The report provides pragmatic recommendations to companies. It advises measuring AI fluency at various levels, from basic literacy to sophisticated integration of agentic AI systems. It advises shifting from generic training to job-specific programs, incorporating AI values and ethics right from the beginning, and connecting learning with business outcomes. It also emphasizes keeping learning entertaining, rewarding, and ongoing, through mechanisms such as gamification and social sharing of AI applications.

In summary, the report boldly declares: AI is not a technology. It is the grammar of enterprise in the modern era. But the key to success won’t be who implements AI first. It will be who develops the best culture of continuous learning, flexibility, and moral leadership. The most forward-looking companies will be those that approach every disruption as preparation for the next, accepting constant reinvention as their business model.
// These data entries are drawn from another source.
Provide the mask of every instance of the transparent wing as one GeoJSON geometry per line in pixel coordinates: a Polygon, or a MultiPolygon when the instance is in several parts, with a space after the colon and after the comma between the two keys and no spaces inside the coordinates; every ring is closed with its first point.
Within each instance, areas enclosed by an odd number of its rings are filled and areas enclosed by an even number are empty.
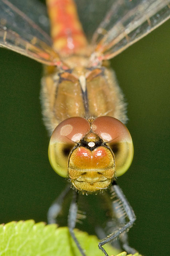
{"type": "Polygon", "coordinates": [[[99,60],[117,55],[170,17],[169,0],[115,0],[94,34],[99,60]]]}
{"type": "Polygon", "coordinates": [[[0,0],[0,46],[57,65],[60,60],[51,47],[46,9],[36,0],[0,0]]]}

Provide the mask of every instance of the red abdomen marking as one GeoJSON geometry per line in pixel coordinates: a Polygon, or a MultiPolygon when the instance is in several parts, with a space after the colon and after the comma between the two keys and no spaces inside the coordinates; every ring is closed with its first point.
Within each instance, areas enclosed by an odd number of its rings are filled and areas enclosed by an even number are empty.
{"type": "Polygon", "coordinates": [[[87,41],[72,0],[46,0],[54,49],[62,55],[79,53],[87,41]]]}

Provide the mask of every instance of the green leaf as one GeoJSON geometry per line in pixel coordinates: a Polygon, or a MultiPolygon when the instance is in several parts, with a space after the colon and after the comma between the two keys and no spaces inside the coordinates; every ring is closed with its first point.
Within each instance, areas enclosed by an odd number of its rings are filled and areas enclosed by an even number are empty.
{"type": "MultiPolygon", "coordinates": [[[[103,256],[94,236],[75,230],[77,239],[88,256],[103,256]]],[[[104,246],[109,255],[120,251],[109,245],[104,246]]],[[[125,256],[125,252],[117,256],[125,256]]],[[[67,227],[55,224],[35,224],[30,220],[13,221],[0,225],[0,256],[81,256],[67,227]]],[[[135,254],[134,256],[141,256],[135,254]]],[[[131,255],[128,256],[132,256],[131,255]]]]}

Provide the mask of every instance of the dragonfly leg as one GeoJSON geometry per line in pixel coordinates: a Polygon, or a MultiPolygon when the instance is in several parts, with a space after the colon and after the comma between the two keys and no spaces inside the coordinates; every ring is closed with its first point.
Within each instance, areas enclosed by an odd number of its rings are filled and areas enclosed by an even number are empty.
{"type": "Polygon", "coordinates": [[[133,254],[137,251],[129,245],[127,237],[125,232],[129,230],[135,221],[136,217],[135,214],[122,190],[115,182],[111,188],[110,193],[112,211],[115,214],[119,223],[111,234],[99,243],[99,248],[104,253],[105,256],[108,256],[102,246],[108,242],[114,240],[121,235],[120,238],[123,243],[122,247],[128,253],[133,254]],[[128,221],[126,219],[126,218],[128,218],[128,221]]]}
{"type": "Polygon", "coordinates": [[[56,223],[56,218],[61,210],[63,200],[70,189],[70,185],[67,186],[64,190],[51,206],[47,212],[47,221],[48,224],[56,223]]]}
{"type": "Polygon", "coordinates": [[[83,250],[81,247],[80,244],[76,238],[74,233],[74,229],[75,227],[77,219],[77,214],[78,210],[77,201],[78,199],[78,192],[74,191],[73,191],[73,197],[69,209],[69,213],[68,217],[68,226],[70,233],[79,250],[83,256],[86,256],[83,252],[83,250]]]}

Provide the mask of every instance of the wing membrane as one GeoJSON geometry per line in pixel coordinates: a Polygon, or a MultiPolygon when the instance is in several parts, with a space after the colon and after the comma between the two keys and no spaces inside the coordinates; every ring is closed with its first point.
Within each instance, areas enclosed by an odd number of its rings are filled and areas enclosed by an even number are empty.
{"type": "Polygon", "coordinates": [[[94,34],[95,52],[111,59],[170,17],[167,0],[116,0],[94,34]]]}
{"type": "Polygon", "coordinates": [[[51,47],[45,6],[32,0],[21,2],[0,0],[0,46],[41,63],[56,64],[60,59],[51,47]],[[35,17],[36,23],[17,8],[17,5],[22,9],[22,3],[23,11],[27,9],[30,17],[35,17]]]}

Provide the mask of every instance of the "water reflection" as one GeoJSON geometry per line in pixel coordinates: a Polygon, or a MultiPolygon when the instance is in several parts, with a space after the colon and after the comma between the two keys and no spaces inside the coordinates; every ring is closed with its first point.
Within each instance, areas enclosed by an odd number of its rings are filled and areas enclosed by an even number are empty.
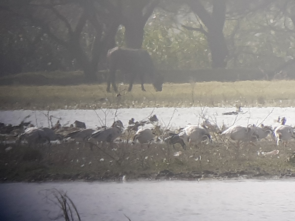
{"type": "MultiPolygon", "coordinates": [[[[0,220],[50,220],[58,207],[40,192],[67,192],[82,220],[293,220],[294,180],[0,184],[0,220]]],[[[57,220],[63,220],[60,217],[57,220]]]]}

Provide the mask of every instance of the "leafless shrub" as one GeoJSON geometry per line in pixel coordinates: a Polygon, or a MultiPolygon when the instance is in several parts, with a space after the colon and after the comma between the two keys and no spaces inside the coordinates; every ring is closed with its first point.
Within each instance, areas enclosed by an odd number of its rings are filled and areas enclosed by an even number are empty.
{"type": "Polygon", "coordinates": [[[56,220],[63,217],[65,221],[81,221],[78,210],[73,202],[67,195],[66,192],[55,188],[42,191],[44,192],[44,199],[58,206],[62,213],[62,215],[53,219],[56,220]]]}

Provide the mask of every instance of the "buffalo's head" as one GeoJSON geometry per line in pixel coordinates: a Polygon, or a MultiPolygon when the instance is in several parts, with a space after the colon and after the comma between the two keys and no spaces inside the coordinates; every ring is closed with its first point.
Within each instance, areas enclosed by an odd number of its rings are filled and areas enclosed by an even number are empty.
{"type": "Polygon", "coordinates": [[[154,85],[156,91],[162,91],[163,83],[164,83],[164,78],[160,75],[155,76],[154,79],[153,85],[154,85]]]}

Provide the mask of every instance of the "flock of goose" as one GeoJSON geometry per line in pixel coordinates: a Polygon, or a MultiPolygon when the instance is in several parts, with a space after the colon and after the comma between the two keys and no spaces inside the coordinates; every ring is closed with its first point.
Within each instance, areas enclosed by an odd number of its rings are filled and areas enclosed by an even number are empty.
{"type": "MultiPolygon", "coordinates": [[[[103,126],[96,129],[86,128],[85,123],[76,121],[73,125],[70,127],[63,127],[59,121],[51,128],[40,128],[27,123],[23,126],[26,128],[19,132],[19,126],[16,126],[18,132],[14,133],[16,140],[29,144],[44,143],[46,142],[59,143],[69,141],[79,142],[88,141],[93,144],[101,142],[112,142],[121,138],[123,134],[133,135],[132,143],[138,142],[141,144],[150,143],[152,142],[165,142],[173,145],[179,144],[184,149],[188,144],[197,144],[201,142],[207,143],[212,142],[212,136],[214,134],[237,142],[238,146],[243,142],[253,142],[265,139],[270,135],[271,139],[275,140],[276,145],[282,142],[285,146],[289,140],[295,138],[295,128],[286,125],[286,118],[284,117],[279,117],[276,122],[280,125],[273,128],[261,124],[258,126],[254,124],[247,126],[235,125],[223,129],[219,129],[216,125],[211,123],[207,119],[200,126],[189,124],[180,128],[177,131],[166,130],[163,131],[158,130],[160,127],[155,115],[150,117],[148,121],[135,122],[135,119],[129,120],[128,126],[125,129],[122,122],[119,120],[115,121],[111,126],[103,126]],[[144,128],[146,124],[151,124],[153,128],[144,128]]],[[[2,125],[3,126],[3,125],[2,125]]],[[[2,127],[1,131],[7,128],[2,127]]],[[[12,130],[13,131],[13,130],[12,130]]],[[[1,133],[3,131],[1,131],[1,133]]]]}

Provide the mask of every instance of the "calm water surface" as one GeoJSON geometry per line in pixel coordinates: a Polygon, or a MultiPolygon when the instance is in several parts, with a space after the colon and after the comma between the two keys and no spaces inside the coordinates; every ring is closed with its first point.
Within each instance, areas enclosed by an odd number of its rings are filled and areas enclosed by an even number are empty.
{"type": "MultiPolygon", "coordinates": [[[[40,191],[67,192],[82,220],[294,220],[295,180],[0,184],[0,220],[49,220],[60,209],[40,191]]],[[[58,220],[63,220],[62,218],[58,220]]]]}

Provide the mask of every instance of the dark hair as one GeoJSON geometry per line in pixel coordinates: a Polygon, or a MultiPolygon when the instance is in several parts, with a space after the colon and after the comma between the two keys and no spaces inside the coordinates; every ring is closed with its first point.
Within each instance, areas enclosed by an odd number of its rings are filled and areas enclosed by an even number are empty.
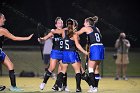
{"type": "Polygon", "coordinates": [[[98,22],[98,16],[88,17],[85,19],[91,26],[98,22]]]}
{"type": "Polygon", "coordinates": [[[75,26],[75,21],[74,19],[67,19],[66,20],[66,26],[68,27],[68,30],[66,31],[66,35],[71,38],[74,35],[74,28],[73,26],[75,26]]]}
{"type": "Polygon", "coordinates": [[[55,24],[57,23],[58,20],[62,20],[61,17],[56,17],[55,24]]]}
{"type": "Polygon", "coordinates": [[[2,16],[3,14],[2,13],[0,13],[0,17],[2,16]]]}
{"type": "Polygon", "coordinates": [[[74,20],[74,27],[75,27],[76,30],[78,29],[78,22],[77,22],[77,20],[74,20]]]}
{"type": "Polygon", "coordinates": [[[73,24],[74,24],[74,20],[73,19],[69,18],[69,19],[66,20],[66,26],[73,25],[73,24]]]}

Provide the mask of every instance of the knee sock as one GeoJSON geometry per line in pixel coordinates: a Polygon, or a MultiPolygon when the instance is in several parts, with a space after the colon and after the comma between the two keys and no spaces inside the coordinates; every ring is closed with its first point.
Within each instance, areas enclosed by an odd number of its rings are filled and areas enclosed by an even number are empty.
{"type": "Polygon", "coordinates": [[[91,85],[95,87],[95,75],[93,72],[89,73],[89,79],[90,79],[91,85]]]}
{"type": "Polygon", "coordinates": [[[99,80],[101,79],[100,74],[95,74],[95,87],[98,88],[99,80]]]}
{"type": "Polygon", "coordinates": [[[76,73],[76,88],[81,89],[81,74],[80,73],[76,73]]]}
{"type": "Polygon", "coordinates": [[[63,76],[64,74],[62,72],[60,72],[57,76],[58,79],[57,79],[56,84],[58,85],[59,88],[62,88],[63,76]]]}
{"type": "Polygon", "coordinates": [[[67,73],[63,76],[63,86],[67,86],[67,73]]]}
{"type": "Polygon", "coordinates": [[[16,77],[14,70],[9,70],[9,77],[11,81],[11,86],[16,87],[16,77]]]}
{"type": "Polygon", "coordinates": [[[45,74],[45,77],[44,77],[44,80],[43,80],[43,83],[47,83],[49,77],[51,76],[51,72],[49,70],[47,70],[46,74],[45,74]]]}

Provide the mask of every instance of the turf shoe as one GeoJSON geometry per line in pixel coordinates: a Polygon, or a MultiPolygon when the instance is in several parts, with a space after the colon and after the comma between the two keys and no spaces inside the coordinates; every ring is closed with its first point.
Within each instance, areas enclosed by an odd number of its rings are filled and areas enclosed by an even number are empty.
{"type": "Polygon", "coordinates": [[[67,86],[63,86],[63,91],[70,92],[70,90],[67,86]]]}
{"type": "Polygon", "coordinates": [[[23,89],[17,88],[17,87],[13,87],[13,86],[11,86],[9,88],[9,90],[12,91],[12,92],[22,92],[23,91],[23,89]]]}
{"type": "Polygon", "coordinates": [[[41,90],[43,90],[44,87],[45,87],[45,83],[41,83],[39,87],[40,87],[41,90]]]}
{"type": "Polygon", "coordinates": [[[92,86],[90,86],[88,93],[94,93],[94,92],[98,92],[98,89],[96,87],[93,88],[92,86]]]}
{"type": "Polygon", "coordinates": [[[5,86],[0,86],[0,91],[3,91],[5,88],[5,86]]]}

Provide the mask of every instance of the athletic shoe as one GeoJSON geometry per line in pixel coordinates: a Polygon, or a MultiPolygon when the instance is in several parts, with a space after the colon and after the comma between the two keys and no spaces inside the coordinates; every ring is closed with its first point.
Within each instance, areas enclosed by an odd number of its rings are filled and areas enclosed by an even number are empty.
{"type": "Polygon", "coordinates": [[[56,74],[54,74],[54,73],[52,73],[52,75],[51,75],[51,77],[52,77],[52,79],[55,79],[56,80],[56,74]]]}
{"type": "Polygon", "coordinates": [[[5,86],[0,86],[0,91],[3,91],[5,88],[5,86]]]}
{"type": "Polygon", "coordinates": [[[120,80],[120,77],[115,77],[114,80],[120,80]]]}
{"type": "Polygon", "coordinates": [[[123,77],[123,80],[128,80],[128,78],[127,77],[123,77]]]}
{"type": "Polygon", "coordinates": [[[63,86],[63,90],[66,91],[66,92],[70,92],[70,90],[68,89],[67,86],[63,86]]]}
{"type": "Polygon", "coordinates": [[[11,87],[9,88],[9,90],[12,91],[12,92],[21,92],[21,91],[23,91],[23,89],[17,88],[17,87],[13,87],[13,86],[11,86],[11,87]]]}
{"type": "Polygon", "coordinates": [[[54,85],[54,86],[52,87],[52,90],[53,90],[53,91],[58,91],[58,86],[57,86],[57,85],[54,85]]]}
{"type": "Polygon", "coordinates": [[[41,90],[43,90],[44,87],[45,87],[45,83],[41,83],[39,87],[40,87],[41,90]]]}
{"type": "Polygon", "coordinates": [[[77,88],[76,92],[82,92],[81,88],[77,88]]]}
{"type": "Polygon", "coordinates": [[[88,93],[94,93],[94,92],[98,92],[97,88],[93,88],[92,86],[89,87],[88,93]]]}
{"type": "Polygon", "coordinates": [[[62,88],[60,88],[60,87],[58,87],[58,91],[60,92],[60,91],[63,91],[63,89],[62,88]]]}

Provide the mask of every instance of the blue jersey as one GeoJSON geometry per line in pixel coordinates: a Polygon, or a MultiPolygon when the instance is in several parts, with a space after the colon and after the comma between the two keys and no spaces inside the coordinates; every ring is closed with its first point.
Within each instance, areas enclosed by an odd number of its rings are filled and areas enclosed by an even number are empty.
{"type": "Polygon", "coordinates": [[[4,36],[0,36],[0,62],[3,62],[6,54],[2,51],[2,43],[4,40],[4,36]]]}
{"type": "Polygon", "coordinates": [[[88,42],[89,44],[97,44],[97,43],[102,43],[102,36],[101,33],[97,30],[96,27],[92,27],[93,31],[88,35],[88,42]]]}
{"type": "Polygon", "coordinates": [[[53,47],[52,47],[52,49],[62,50],[62,48],[63,48],[62,35],[55,33],[53,38],[52,38],[52,40],[53,40],[53,47]]]}
{"type": "Polygon", "coordinates": [[[62,49],[63,49],[62,35],[55,33],[53,36],[53,47],[50,57],[52,59],[62,60],[63,55],[62,49]]]}
{"type": "Polygon", "coordinates": [[[92,27],[93,31],[88,35],[88,42],[90,45],[90,60],[104,59],[104,46],[102,44],[102,36],[96,27],[92,27]]]}
{"type": "Polygon", "coordinates": [[[74,40],[65,35],[63,39],[63,60],[64,64],[73,64],[81,62],[78,52],[76,52],[76,45],[74,40]]]}
{"type": "Polygon", "coordinates": [[[63,39],[63,50],[64,51],[76,51],[75,42],[68,36],[63,39]]]}

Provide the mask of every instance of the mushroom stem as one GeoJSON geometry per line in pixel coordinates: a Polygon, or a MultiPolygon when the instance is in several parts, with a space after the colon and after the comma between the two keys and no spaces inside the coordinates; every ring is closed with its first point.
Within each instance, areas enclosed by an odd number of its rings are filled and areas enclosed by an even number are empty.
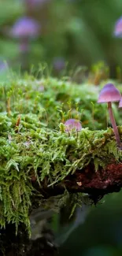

For workers, the message is no less clear: becoming valuable in tomorrow’s workplace is about mastering technical fluency and adaptability. For executives, the test is to lead with vision, trust, and empathy. For companies, the promise is to transform learning from a one-off activity into an ongoing growth engine.

As the report writes, the future is being rewritten in real time. Every organization, large and small, is now in the business of learning. Every employee, every role, is a lifelong student. And every leader is an architect of change. AI can be changing how we work, but human adaptability, ethics, and creativity will determine how well we will succeed in this new world.